CANTO DO BACURI > Mari Satake: Depois da Tempestade

No original temos, Umi Yori Mo Mada Fukaku. Mais poético?

É o mais recente filme do premiado diretor Hirokazu Koreeda. Chegou a São Paulo com a Mostra Internacional de Cinema. Na época, achei que estrearia no circuito comercial no começo de 2017. Estreou antes, logo na segunda quinzena de novembro.

Este é mais um daqueles filmes que tratam de pequenas questões do cotidiano que giram em torno de pessoas comuns.

O personagem central é Ryota, um escritor que não anda em sua melhor fase de vida. Sem grandes ambições trabalha como detetive particular. Mas é um trabalho que não assume, diz que está ali apenas como parte de suas pesquisas para seu trabalho maior, a literatura.

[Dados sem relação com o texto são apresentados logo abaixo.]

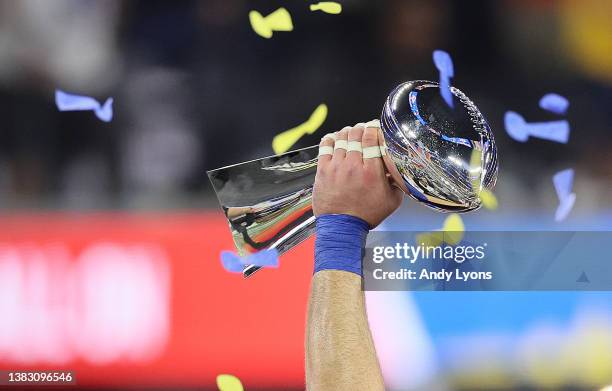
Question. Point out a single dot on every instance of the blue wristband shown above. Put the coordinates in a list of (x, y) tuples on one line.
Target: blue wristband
[(340, 242)]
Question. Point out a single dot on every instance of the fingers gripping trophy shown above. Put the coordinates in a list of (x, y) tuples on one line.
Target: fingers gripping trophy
[(442, 157)]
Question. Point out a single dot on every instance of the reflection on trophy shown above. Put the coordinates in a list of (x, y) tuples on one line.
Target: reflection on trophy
[(443, 157)]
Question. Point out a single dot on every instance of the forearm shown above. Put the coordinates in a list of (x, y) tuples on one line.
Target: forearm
[(340, 353)]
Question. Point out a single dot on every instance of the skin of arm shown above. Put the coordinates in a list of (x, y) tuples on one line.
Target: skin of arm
[(340, 353)]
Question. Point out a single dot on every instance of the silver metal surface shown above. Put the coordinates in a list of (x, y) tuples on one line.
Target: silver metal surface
[(441, 156)]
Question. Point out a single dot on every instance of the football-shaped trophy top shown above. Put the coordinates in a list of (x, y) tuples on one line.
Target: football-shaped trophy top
[(440, 155)]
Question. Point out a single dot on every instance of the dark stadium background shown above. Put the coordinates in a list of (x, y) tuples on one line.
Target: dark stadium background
[(122, 213)]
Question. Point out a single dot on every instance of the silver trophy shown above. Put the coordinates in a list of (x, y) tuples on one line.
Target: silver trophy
[(441, 156)]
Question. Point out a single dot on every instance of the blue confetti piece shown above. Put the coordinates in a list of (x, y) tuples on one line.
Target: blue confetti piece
[(564, 182), (71, 102), (554, 103), (231, 262), (519, 130), (235, 264), (444, 63)]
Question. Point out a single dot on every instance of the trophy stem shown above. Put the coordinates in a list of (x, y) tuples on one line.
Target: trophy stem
[(268, 202)]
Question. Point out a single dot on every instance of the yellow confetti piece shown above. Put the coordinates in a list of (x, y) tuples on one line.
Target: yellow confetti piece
[(451, 233), (430, 239), (453, 229), (488, 199), (330, 7), (279, 20), (486, 196), (284, 141), (229, 383)]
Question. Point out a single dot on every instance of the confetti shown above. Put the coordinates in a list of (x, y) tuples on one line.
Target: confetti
[(486, 196), (285, 140), (488, 199), (519, 130), (235, 264), (444, 63), (229, 383), (563, 182), (330, 7), (451, 233), (453, 229), (583, 277), (279, 20), (555, 103), (71, 102)]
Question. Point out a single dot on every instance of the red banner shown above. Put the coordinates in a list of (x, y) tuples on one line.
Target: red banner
[(142, 299)]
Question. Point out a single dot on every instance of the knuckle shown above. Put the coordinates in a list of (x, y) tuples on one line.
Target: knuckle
[(370, 136)]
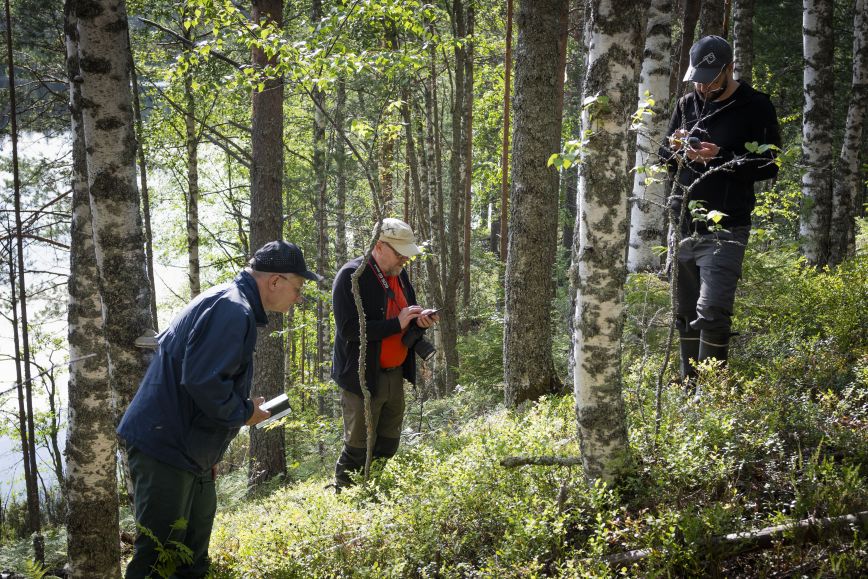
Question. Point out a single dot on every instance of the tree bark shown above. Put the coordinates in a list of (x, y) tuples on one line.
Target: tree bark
[(711, 18), (598, 259), (847, 184), (504, 153), (22, 355), (528, 283), (340, 176), (191, 139), (93, 546), (742, 39), (688, 29), (267, 447), (646, 220), (817, 131)]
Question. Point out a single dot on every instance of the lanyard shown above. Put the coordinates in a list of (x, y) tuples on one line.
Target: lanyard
[(382, 279)]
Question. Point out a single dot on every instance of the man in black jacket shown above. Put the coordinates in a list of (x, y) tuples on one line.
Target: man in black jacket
[(389, 304), (714, 153)]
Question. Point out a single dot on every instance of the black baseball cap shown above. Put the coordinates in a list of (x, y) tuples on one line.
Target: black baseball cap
[(282, 257), (708, 56)]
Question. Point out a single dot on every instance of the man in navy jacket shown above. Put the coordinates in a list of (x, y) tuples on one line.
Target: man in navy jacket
[(707, 148), (389, 304), (193, 400)]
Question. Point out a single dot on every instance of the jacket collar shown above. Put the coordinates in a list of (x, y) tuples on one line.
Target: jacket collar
[(247, 285)]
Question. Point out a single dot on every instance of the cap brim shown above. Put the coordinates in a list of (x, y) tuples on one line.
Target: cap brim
[(701, 75), (311, 276), (406, 249)]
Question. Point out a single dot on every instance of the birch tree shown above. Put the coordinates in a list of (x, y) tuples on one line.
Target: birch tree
[(817, 126), (646, 217), (93, 548), (107, 121), (267, 447), (847, 183), (599, 254), (742, 39), (533, 221)]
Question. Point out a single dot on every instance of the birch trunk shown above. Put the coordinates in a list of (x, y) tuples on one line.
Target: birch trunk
[(817, 126), (742, 39), (107, 122), (599, 259), (90, 486), (528, 282), (688, 29), (340, 176), (646, 218), (847, 183), (267, 446)]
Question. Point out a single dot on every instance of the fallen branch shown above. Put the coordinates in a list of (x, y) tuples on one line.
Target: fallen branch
[(726, 546), (513, 461)]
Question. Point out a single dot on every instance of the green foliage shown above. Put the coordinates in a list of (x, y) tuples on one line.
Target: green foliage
[(172, 553)]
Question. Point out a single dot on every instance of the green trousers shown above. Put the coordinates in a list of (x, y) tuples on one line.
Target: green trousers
[(163, 494)]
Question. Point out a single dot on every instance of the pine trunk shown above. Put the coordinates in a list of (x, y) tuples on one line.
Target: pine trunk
[(711, 18), (599, 261), (90, 487), (847, 183), (646, 218), (528, 283), (267, 447), (742, 39), (192, 140), (817, 131)]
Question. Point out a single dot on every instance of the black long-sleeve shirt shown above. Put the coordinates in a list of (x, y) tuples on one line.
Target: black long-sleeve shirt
[(746, 116)]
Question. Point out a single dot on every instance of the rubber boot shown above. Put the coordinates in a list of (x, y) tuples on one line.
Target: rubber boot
[(689, 354), (352, 460)]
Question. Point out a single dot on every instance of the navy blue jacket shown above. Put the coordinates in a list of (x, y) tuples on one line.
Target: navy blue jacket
[(746, 116), (345, 360), (195, 395)]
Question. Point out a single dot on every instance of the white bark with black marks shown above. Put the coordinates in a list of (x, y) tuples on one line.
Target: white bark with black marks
[(648, 201), (107, 119), (847, 183), (599, 259), (817, 125)]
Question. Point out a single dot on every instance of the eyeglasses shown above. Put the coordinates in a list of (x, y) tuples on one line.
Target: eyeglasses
[(395, 251)]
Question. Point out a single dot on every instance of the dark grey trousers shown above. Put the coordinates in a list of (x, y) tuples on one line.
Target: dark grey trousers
[(164, 494), (709, 267)]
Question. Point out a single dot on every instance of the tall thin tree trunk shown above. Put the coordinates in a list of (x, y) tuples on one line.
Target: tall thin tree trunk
[(648, 201), (267, 447), (688, 29), (111, 152), (528, 283), (504, 152), (143, 176), (468, 153), (817, 131), (847, 183), (191, 138), (93, 546), (613, 57), (742, 39), (28, 442), (711, 18), (340, 177)]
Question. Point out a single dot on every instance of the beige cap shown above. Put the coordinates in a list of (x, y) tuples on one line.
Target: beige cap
[(399, 235)]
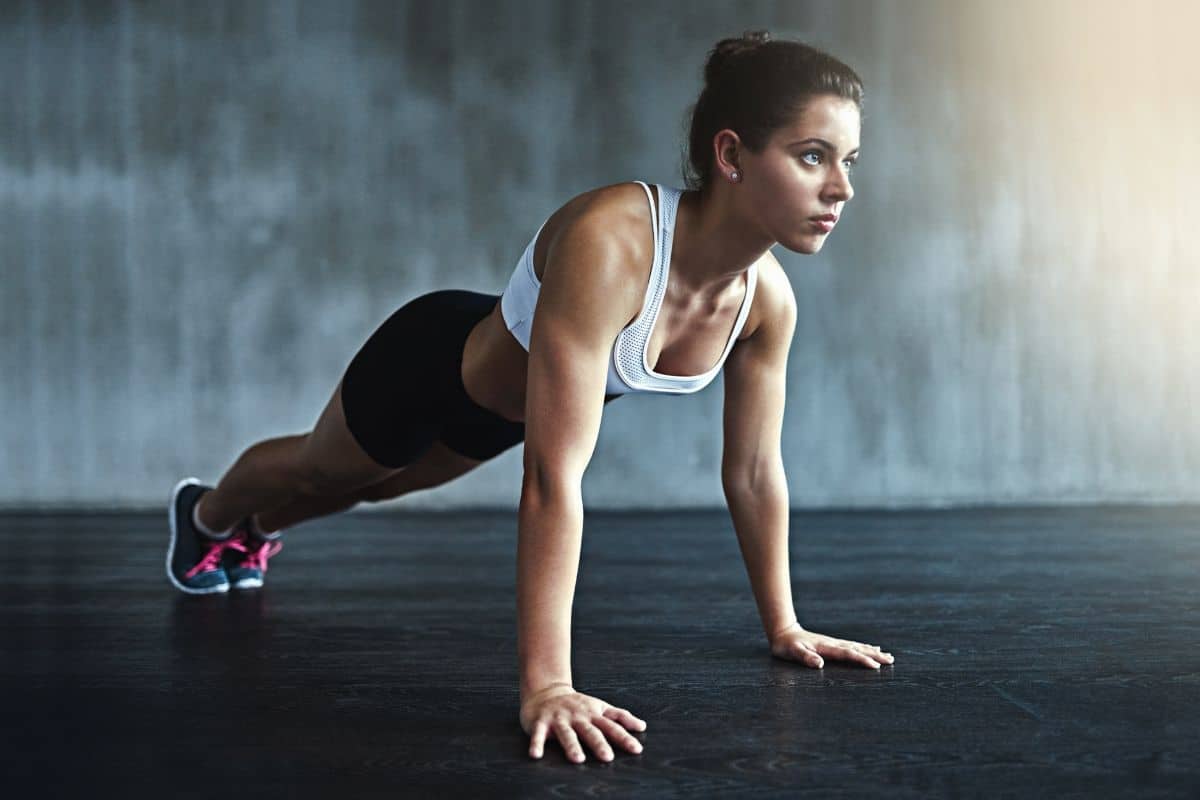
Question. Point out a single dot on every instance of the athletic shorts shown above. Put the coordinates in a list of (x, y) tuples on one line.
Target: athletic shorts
[(403, 389)]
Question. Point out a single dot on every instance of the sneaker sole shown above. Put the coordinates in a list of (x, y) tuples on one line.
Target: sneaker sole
[(174, 535), (249, 583)]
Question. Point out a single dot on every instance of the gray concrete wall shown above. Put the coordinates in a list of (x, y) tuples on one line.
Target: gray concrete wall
[(207, 208)]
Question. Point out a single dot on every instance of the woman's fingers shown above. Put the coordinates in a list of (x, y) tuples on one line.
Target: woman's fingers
[(569, 741), (624, 717), (618, 734), (851, 651), (538, 740), (592, 734)]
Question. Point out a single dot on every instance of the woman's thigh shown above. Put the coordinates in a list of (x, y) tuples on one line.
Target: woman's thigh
[(331, 461), (438, 465), (403, 391)]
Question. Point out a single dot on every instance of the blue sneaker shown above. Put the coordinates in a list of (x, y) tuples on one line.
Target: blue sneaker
[(193, 559), (246, 572)]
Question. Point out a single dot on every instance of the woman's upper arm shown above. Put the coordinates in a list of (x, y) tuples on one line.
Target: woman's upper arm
[(587, 296), (756, 384)]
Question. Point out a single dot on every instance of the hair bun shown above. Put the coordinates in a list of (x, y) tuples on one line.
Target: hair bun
[(729, 49)]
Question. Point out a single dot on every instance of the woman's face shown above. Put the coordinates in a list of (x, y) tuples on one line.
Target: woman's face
[(804, 173)]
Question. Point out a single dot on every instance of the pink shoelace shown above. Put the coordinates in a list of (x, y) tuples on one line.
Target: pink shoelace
[(256, 557), (211, 559)]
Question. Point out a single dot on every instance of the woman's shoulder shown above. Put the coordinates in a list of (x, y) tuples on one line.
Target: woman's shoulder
[(773, 296), (619, 212)]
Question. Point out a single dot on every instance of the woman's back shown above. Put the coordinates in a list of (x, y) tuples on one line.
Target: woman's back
[(683, 338)]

O filme se passa boa parte do tempo, dentro do minúsculo apartamento de sua mãe, Yoshico. Interpretado magistralmente pela atriz Kirin Kiki, é em torno dela que a trama se desenvolve. Viúva recente do pai de Ryota e sua única irmã, as duas conversam enquanto a mãe cozinha para a filha. Falam de Ryota, o mal sucedido filho e irmão.

Endividado, ganhando muito pouco e com a pensão alimentícia de seu filho atrasada. Ryota corre atrás do dinheiro que é sempre muito escasso para ele. Sonhador que é acredita que conseguirá ganhar dinheiro apostando nas corridas de bicicleta. Sentado na arquibancada das pistas de corridas, torce ferozmente para o atleta em quem depositou suas fichas. Ali, parece ser outro Ryota, diferente daquele que se apresenta normalmente aos seus conhecidos.

Além da pensão atrasada do filho, há também o beisebol que o filho anda praticando e Ryota gostaria de comprar uma luva para o menino. É mais dinheiro que é preciso ganhar. Numa das tardes de treino de Shingo, seu filho, Ryota, de longe, vê que sua ex-mulher está acompanhada pelo novo namorado. Ardido de ciúmes espiona os passos de mãe e filho com o namorado dela. Não demora muito e descobre que o menino ganhou uma luva nova, frustrado, deduz que deve ter sido presente do namorado.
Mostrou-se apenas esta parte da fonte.